Back (L-R): Richard Richter, Hollie Jacobs, Justin Eaves, Front (L-R): Bart Medon and Meaghan Greer

Seeing a kangaroo is high on the list of priorities for nine Canadian university students who arrived in Hervey Bay recently to study at USQ Fraser Coast.

Along with another 80 students, the group is enrolled in the USQ Graduate Diploma in Learning and Teaching.

The students started the program with a week-long residential school at the USQ Fraser Coast during the first week of the school holidays.

The program enables participants who already have a university degree to become teachers.

Co-ordinator of the program and USQ Fraser Coast education lecturer Trevor Black said the graduate diploma had been developed in response to the continuing demand for graduates from other disciplines to become professional educators.
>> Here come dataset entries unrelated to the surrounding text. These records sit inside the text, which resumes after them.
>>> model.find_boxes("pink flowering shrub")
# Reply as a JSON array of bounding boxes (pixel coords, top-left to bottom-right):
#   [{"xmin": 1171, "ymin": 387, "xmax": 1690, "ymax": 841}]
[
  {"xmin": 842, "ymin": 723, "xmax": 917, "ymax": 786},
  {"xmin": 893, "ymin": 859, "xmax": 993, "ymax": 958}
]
The Canadians said they would receive certification to teach back home in Ontario. The first group of Canadian students to do the graduate diploma at USQ Fraser Coast have just completed their year here and are due to head back to Canada soon. 

Travelling to the far end of the earth hasn't been too much of a culture shock for the new arrivals from Canada.

They said the Fraser Coast and the university campus were not very different from Canada and the university they had attended in Ontario.

Bart Medon, 24, said it was a bit difficult getting used to travelling on the left-hand side of the road though.

Fellow Canadian Meaghan Greer, 23, said she though the classes here were more relaxed.

The group has heard that kangaroos feed in Hervey Bay's Polson Cemetery on dusk so hope to make a trip to Point Vernon to see them.

Meanwhile, fellow student Richard Richter, of Maryborough, is doing the graduate diploma after a taste of teaching in Japan recently.

Richard, who is a former USQ staff member, said he enjoyed tutoring and wanted to make teaching a career.

So after a stint teaching English in Japan, Richard enrolled in the program at USQ.